Author’s response: We sincerely thank the Reviewer for the constructive comments, which have helped us to improve our study.

 

Detailed comments

there are still a number of rather small issues, I do not think they need another round of (minor) modifications, but they can be addressed by the authors nevertheless in "production": 

Comment #1

there is still one type related to the drug concentrations: etoposide 150 mM in DMSO, 48 h in section 2.1 of "Materials" (line 87).  That cannot be correct, right? What stock solution was used? Just check. There may be more of these, the authors need to do careful proofreading of the text.

Author’s response: We thank the Reviewer for pointing out this inconsistency. The etoposide concentration was reported correctly in the corresponding figure legends but not in the Materials and Methods section. We have now corrected the error to ensure consistency throughout the manuscript, changing 150 mM to 20µM.

 

Comment #2

occasionally, figures arent cited correctly, such as "Figure e" when "Figure 7e" is meant (line 322).
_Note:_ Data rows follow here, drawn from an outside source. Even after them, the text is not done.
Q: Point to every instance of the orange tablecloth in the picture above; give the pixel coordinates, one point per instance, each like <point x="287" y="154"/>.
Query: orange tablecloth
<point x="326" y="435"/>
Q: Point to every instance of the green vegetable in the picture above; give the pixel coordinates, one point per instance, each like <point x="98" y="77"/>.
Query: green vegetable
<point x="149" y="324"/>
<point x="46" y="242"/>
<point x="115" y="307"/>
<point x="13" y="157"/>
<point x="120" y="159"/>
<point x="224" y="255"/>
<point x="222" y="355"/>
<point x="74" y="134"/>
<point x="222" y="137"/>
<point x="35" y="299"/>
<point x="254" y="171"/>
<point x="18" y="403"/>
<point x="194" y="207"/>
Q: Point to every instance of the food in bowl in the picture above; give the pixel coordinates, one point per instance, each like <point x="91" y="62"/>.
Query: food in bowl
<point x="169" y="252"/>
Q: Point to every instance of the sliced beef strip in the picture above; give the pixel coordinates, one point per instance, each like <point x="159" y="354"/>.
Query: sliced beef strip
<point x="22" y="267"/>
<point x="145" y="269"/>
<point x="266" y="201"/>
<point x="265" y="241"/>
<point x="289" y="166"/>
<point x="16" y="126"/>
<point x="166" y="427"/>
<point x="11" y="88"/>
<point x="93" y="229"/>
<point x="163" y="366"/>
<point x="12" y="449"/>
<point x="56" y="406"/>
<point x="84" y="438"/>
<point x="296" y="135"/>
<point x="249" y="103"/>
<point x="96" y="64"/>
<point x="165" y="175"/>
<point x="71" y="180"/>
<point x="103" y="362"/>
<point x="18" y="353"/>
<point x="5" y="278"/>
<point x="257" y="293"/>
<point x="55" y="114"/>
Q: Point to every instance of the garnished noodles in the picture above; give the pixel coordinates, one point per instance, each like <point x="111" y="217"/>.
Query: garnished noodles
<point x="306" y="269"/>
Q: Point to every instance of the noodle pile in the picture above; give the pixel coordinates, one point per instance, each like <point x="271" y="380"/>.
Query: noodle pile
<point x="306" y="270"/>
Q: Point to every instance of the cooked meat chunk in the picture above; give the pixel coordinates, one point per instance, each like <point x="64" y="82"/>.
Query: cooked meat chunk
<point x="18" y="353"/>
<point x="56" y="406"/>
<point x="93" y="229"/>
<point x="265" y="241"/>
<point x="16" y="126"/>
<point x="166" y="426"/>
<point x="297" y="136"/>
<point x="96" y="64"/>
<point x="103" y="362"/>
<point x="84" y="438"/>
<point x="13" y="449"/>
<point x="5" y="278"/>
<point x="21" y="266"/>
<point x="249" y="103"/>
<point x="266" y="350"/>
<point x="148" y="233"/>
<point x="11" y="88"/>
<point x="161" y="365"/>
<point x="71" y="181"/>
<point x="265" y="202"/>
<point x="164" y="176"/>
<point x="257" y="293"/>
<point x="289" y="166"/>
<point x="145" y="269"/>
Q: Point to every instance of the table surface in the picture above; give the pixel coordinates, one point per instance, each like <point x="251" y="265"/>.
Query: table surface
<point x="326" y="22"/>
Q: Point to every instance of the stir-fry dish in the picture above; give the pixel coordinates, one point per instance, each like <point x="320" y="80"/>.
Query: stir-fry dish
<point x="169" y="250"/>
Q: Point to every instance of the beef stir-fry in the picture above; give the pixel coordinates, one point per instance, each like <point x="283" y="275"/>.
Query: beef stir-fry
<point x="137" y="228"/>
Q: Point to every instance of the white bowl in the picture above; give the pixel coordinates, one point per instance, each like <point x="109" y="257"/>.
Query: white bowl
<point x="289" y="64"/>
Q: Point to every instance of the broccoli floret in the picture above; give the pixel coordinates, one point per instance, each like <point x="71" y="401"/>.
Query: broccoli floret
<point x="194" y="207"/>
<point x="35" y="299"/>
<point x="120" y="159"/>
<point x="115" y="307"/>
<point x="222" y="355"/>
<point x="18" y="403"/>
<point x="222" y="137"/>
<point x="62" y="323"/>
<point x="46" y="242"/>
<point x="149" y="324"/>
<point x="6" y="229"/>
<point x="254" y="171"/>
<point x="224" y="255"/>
Author’s response: We thank the Reviewer for noticing this mistake. The incorrect figure citation has now been corrected to ‘Figure 7e’ in the revised manuscript.

 

Comment #3

there are still english language typos; again I wont claim to have found all of them, but they persist: For example, "sustain the cell growth" should read "sustains the cell growth". MOst of them are minor. But they should be in the title of a section, like they are here: "3.5. The desensitization of the axis MG-H1/RAGE/H2O2/KRIT1 sustain the cell growth of aggressive PC3 cells" (line 314). This typo occurs 4 times in the text. Also it should read "administered" and not "administrated" - sounds similar, but wrong. [Why dont you simply use Grammarly or another free proofreading/grammar tool). Also, capitalization isnt consistent: sometimes its "β-actin" and other times its "β-Actin", just be consistent.
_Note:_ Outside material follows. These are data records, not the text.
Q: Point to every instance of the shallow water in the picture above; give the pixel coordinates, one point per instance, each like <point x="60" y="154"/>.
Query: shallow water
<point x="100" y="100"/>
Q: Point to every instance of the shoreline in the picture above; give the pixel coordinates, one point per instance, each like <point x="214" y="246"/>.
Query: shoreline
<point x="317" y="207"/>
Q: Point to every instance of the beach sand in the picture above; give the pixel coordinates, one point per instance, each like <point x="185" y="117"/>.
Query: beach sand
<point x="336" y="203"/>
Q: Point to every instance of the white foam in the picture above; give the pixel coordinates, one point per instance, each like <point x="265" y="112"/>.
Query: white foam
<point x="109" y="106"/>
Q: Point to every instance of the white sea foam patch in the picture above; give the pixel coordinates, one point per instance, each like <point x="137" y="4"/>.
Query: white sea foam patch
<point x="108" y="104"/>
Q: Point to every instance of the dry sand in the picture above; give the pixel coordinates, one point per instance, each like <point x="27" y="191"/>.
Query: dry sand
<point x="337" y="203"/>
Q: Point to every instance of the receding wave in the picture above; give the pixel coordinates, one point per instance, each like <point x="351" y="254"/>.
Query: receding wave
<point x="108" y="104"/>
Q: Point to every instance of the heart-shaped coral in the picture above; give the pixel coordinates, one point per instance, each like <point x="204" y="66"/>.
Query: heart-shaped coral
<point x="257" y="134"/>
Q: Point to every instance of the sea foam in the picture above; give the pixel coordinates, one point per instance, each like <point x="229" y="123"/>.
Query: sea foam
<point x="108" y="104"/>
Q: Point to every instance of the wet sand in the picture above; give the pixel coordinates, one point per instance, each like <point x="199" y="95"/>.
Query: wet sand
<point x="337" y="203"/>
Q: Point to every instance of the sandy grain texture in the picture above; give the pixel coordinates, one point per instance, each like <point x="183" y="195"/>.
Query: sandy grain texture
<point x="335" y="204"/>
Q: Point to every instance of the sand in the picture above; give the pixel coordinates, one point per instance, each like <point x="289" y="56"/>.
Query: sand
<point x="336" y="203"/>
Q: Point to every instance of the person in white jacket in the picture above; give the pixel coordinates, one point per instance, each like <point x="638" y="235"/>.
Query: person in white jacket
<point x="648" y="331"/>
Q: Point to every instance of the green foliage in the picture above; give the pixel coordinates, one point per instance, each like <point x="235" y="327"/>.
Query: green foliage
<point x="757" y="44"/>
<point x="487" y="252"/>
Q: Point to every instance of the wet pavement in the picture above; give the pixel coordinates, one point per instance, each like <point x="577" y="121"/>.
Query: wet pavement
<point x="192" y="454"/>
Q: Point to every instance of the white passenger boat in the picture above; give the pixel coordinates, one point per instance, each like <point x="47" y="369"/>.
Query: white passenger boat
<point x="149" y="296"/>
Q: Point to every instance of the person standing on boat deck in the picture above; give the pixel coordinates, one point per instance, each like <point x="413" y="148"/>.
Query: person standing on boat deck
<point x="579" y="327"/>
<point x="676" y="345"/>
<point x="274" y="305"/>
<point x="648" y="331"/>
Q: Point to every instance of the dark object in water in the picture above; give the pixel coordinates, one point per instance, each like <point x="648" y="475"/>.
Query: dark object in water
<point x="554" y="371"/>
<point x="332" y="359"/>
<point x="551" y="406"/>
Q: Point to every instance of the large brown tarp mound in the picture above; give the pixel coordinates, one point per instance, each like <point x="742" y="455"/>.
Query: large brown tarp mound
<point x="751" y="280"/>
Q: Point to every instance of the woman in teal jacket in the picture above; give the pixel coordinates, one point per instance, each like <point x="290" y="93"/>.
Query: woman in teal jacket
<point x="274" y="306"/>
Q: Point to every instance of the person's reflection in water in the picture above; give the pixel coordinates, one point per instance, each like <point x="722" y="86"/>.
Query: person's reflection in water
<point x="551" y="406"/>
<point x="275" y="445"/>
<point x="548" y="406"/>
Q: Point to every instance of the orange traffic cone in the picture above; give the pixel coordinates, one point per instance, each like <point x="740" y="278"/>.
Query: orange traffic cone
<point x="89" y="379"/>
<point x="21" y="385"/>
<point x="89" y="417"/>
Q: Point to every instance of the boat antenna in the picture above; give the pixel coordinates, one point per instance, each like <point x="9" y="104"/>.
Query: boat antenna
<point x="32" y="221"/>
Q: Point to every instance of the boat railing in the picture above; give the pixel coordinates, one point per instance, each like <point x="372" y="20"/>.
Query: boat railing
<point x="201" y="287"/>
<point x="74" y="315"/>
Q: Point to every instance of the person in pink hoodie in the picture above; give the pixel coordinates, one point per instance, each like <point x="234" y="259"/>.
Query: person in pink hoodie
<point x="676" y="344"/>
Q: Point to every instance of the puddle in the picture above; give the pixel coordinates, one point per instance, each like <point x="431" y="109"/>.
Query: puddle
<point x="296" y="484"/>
Author’s response: We thank the Reviewer for carefully pointing out these typographical and grammatical inconsistencies. We have corrected the identified errors. The manuscript has been thoroughly proofread to minimize any remaining issues.

Comment #4

KRIT1 "deregulation", what exactly does that mean? Up or down? i dont think its clear

Author’s response: We thank the Reviewer for the comment To avoid ambiguity, we have replaced the term ‘deregulation’ with a more precise wording to indicate that KRIT1 is negatively regulated (“downregulation”). The text has been revised accordingly.

 

We are grateful for your constructive suggestions and the opportunity to improve our manuscript.

Reviewer 2 Report

The Authors have addressed all my comments and substantially improved the quality of the manuscript.

I have no further inquiries.

Author Response

Comment: The Authors have addressed all my comments and substantially improved the quality of the manuscript.

 

Authors’ response: We sincerely thank the reviewer for his/her careful reading and constructive comments. We are glad that our revisions have addressed his/her concerns and improved the manuscript.